During and after the recession, housing marketing throughout the country had an extremely high amount of distressed properties. It was private equity and investors that primarily drove the real estate market into recovery. This tactic of fueling market recovery, however, was a short-term resurgence. While investors removed a large amount of distressed properties from the market—which helped return property values to where they should be—once they did, recovery depended on the more traditional cycle. Fortunately, consumer confidence is on the rise. This is vital for the real estate market, because if people are fearful about buying and selling homes, than they simply won’t. According to HomeServices of America along with this increase in consumer confidence, the real estate activity is being led more by homeowners, instead of driven by investors or banks dealing with distressed properties. They have noted that more consumers are buying homes as their own residences and more homeowners are selling their own properties. This trend is a great sign that the real estate market will only continue to thrive.
The housing industry is made up of a number of segments, each of which is experiencing different paths to recovery. For example, luxury properties have displayed a strong sense of recovery, with good sales recorded in many markets nationwide; however, the sales of mid-priced residential properties have not been showing the same enthusiasm. Buy looking at the most recent price-branded reports for the Louisville, Southern Indiana, and Elizabethtown markets shown at the bottom of this post, you see that the majority of homes that sell in the area are in the $125k-$150k range, with less than 3% of homes selling for more than $500k in the Louisville market. This could be why we hear of many other markets undergoing a quicker recovery than we are.

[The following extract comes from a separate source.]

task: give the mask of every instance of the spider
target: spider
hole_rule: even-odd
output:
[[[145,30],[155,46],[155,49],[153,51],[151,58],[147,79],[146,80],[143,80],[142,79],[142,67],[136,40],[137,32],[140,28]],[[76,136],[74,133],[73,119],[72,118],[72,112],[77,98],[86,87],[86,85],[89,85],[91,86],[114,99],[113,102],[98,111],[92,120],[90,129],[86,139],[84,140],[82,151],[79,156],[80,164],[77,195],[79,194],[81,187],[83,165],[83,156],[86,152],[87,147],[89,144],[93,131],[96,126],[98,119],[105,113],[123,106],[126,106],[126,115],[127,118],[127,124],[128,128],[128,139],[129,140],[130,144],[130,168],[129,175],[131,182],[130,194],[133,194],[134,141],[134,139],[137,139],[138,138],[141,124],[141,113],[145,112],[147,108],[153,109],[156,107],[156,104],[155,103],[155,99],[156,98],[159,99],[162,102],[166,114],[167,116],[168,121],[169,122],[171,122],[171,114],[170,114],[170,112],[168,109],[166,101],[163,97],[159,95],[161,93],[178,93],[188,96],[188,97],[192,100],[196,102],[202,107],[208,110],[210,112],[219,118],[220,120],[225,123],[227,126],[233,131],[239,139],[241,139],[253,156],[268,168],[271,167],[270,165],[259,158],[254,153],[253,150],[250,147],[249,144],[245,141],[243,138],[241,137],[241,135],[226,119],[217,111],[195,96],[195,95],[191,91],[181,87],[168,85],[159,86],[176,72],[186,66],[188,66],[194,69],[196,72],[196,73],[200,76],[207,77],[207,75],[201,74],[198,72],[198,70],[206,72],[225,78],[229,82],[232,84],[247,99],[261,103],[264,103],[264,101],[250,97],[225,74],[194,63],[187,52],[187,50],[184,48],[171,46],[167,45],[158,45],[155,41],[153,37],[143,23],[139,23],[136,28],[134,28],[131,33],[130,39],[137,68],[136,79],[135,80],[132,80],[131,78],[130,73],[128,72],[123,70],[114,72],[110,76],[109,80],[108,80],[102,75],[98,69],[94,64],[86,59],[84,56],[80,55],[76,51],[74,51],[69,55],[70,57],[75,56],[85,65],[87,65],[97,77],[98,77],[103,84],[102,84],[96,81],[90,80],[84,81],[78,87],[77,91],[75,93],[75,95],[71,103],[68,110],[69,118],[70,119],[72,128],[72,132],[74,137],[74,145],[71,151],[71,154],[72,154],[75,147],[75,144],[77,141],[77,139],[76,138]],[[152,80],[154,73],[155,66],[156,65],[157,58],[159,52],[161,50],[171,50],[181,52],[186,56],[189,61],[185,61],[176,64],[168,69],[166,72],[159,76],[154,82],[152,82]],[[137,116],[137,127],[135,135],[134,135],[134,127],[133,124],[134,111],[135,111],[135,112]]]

Strong sales of luxury properties is most likely due to a number of factors that affect the buyers and sellers in this market segment. A large portion of this segment are made up of first-time homebuyers who are struggling with getting a loan due to strict credit standards and student loan debts, which has recently shown a dramatic uptick cross the country. The mid-market segment is also facing lower inventory levels which cannot keep up with the demand that is higher than other market segments. Real estate experts are hopeful that these issues will subside, especially as more and more buyers are seeking professional and quality loan officers to assist them through the process of getting a mortgage loan. With the guidance and expertise of such loan officers, more homebuyers are taking the right steps, such as getting pre-qualified for a mortgage prior to shopping for homes.
Americans are beginning to once again become confident and enthusiastic towards real estate. According to a 2014 survey by Gallup, more Americans consider real estate to be the best long-term investment, ranking above gold and stocks. The fact that consumers are still seeing the value in homeownership is a great indicator that things will continue to improve. While we are still a ways away from achieving full recovery, the signs are pointing in the right direction. Assuming that job creation and the overall economy will continue to grow, the momentum of real estate market is anticipated to continuously pick up speed through the rest of 2014.